Выбрать главу

«Здесь, говорю я одинешенька, он сделал мне признание в своей страсти, там я получила первые залоги его нежности».

И я остаюсь неподвижной, орошая землю моими слезами.

Кажется, все, что меня окружает, принимает участие в моей скорби. Птицы оглашают воздух только грустными звуками, эхо им отвечает только жалобами; ветерки, стеная, колышут листву, ропот ручейков подражает моим вздохам.

Когда ты уехал, я жаловалась, что не могла плакать. Увы! Я получила теперь это тщетное утешение. Днем два ручья слез текут беспрестанно из моих глаз; ночью я орошаю слезами мое ложе, и источник их не может иссякнуть.

P.S. Я забыла тебе сказать, чтоб ты посылал свои письма на имя Софьи. Тем же способом я буду посылать мои.

Прощай, пиши мне чаще.

Варшава, 9 апреля 1770 г.

XXXV.

Софья двоюродной сестре.

В Белу.

Ничто не равнялось с отчаянием Люцилы, когда уехал Густав.

Она упала без сознания на руки своей служанки и долго оставалась погруженной в тупое горе. По временам она приходила в себя, чтобы позвать своего милого, обратить глаза в ту сторону, куда он скрылся, протянуть руки как бы для того, чтобы его обнять, — и затем снова погружалась в горе.

За состоянием удручения последовала мрачная горесть: томность ее взоров раскрывает всю тоску ее души, и поблекшее ее сердце отказывается от всякого рода утешений.

Ее комната не оглашается более ее пением, но в ней часто слышатся грустные причитания.

«Правда ли, дорогой Потовский, — восклицала она как-то, правда ли, что ты покинул меня? Увы! От тебя мне ничего не осталось, кроме воспоминания, что обладала тобою.

О, прекрасные дни, дни слишком скоро протекшие! Вы более не вернетесь. Как я несчастна.

И затем она горько вздохнула.

Признаться ли тебе, ее состояние возбуждает во мне сострадание и, когда я вижу ее в таком горе, я не чувствую в себе силы заместить ее. Увы! Недостаточно разве с меня и моих мук, чтобы возиться еще с горем другой.

Сегодня Люцила казалась более спокойной, чем обыкновенно. Я только что вручила ей письмо Густава; она открыла его с восторгом.

Лицо ее прояснялось все более и более, пока она пробегала письмо. Она прочла его несколько раз; затем остановив на нас взор, — она проговорила чуть слышным голосом:

— «Дорогой Потовский, ты, один взгляд на которого составлял уже для меня радость! Если небо сохранит твою жизнь и вернет тебя твоей милой, — мое сердце не ропщет: я прощаю ему все. Но увы! Как жизнь медлительна, и наступление моего счастия отдалено!»
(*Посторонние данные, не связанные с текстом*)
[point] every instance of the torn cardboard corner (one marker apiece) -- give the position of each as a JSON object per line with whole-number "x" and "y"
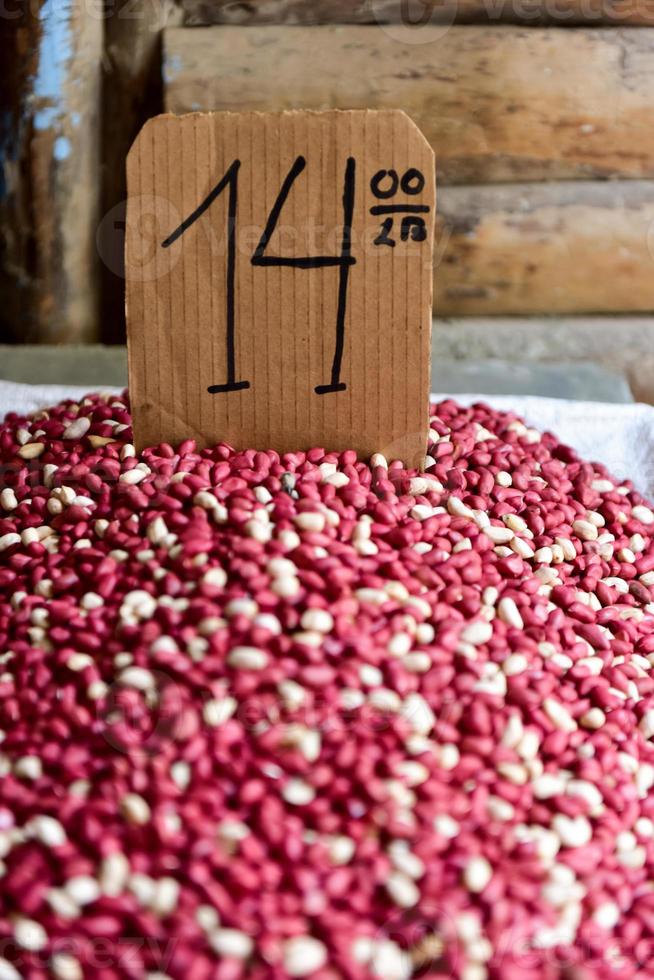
{"x": 279, "y": 281}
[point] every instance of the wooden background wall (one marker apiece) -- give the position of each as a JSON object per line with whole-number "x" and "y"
{"x": 540, "y": 112}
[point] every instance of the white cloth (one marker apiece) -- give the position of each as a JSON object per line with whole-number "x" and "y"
{"x": 620, "y": 436}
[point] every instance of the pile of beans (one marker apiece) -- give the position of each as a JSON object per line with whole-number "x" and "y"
{"x": 322, "y": 717}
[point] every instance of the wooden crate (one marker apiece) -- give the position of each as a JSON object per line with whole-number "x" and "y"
{"x": 527, "y": 124}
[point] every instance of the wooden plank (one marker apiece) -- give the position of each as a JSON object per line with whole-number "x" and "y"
{"x": 545, "y": 248}
{"x": 420, "y": 14}
{"x": 49, "y": 162}
{"x": 132, "y": 92}
{"x": 496, "y": 103}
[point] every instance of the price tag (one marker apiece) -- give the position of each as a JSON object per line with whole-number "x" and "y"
{"x": 279, "y": 281}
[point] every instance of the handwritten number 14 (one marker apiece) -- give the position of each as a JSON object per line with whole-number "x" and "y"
{"x": 343, "y": 262}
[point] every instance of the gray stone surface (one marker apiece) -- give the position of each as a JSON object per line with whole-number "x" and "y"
{"x": 98, "y": 366}
{"x": 621, "y": 344}
{"x": 581, "y": 382}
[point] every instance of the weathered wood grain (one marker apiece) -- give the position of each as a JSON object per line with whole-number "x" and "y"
{"x": 545, "y": 249}
{"x": 418, "y": 14}
{"x": 49, "y": 167}
{"x": 496, "y": 103}
{"x": 132, "y": 92}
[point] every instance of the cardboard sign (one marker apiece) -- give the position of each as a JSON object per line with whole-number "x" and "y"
{"x": 279, "y": 281}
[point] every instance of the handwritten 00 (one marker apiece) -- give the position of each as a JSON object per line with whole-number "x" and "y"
{"x": 411, "y": 183}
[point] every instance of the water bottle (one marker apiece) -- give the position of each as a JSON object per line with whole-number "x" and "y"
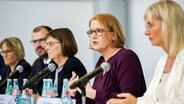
{"x": 25, "y": 98}
{"x": 65, "y": 96}
{"x": 49, "y": 92}
{"x": 8, "y": 90}
{"x": 44, "y": 88}
{"x": 15, "y": 90}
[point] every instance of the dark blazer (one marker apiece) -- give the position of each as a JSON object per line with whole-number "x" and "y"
{"x": 72, "y": 64}
{"x": 37, "y": 66}
{"x": 20, "y": 76}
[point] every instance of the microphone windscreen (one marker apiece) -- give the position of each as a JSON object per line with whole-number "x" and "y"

Я не сумела бы дать отчет в различных чувствованиях, волнующих мою грудь: по мере того, как рана ее сердца закрывается, моя, я чувствую, раскрывается. Мои добрые намерения исчезли; мой первый план снова носится в моей голове.

Ах, Розетта, мне стыдно низости моих чувств.

Варшава, 1 мая 1770 г. ХХХУІ.

XXXVI

Густав Сигизмунду.

В Пинск.

Как изменился этот свет!

Отторгнутые раздором от блестящего театра жизни, где мы резвились, мы появляемся на новой сцене, где все в беспорядке, всюду смятение, тревога. Призванные звуком военной трубы на поля, где господствует ярость, мы подвергаемся часто самым тяжелым трудам, суровостям климата, голоду, жажде, постоянно занятые при этом бегством или преследованием жестоких врагов, играя поочередно роль травимых зверей.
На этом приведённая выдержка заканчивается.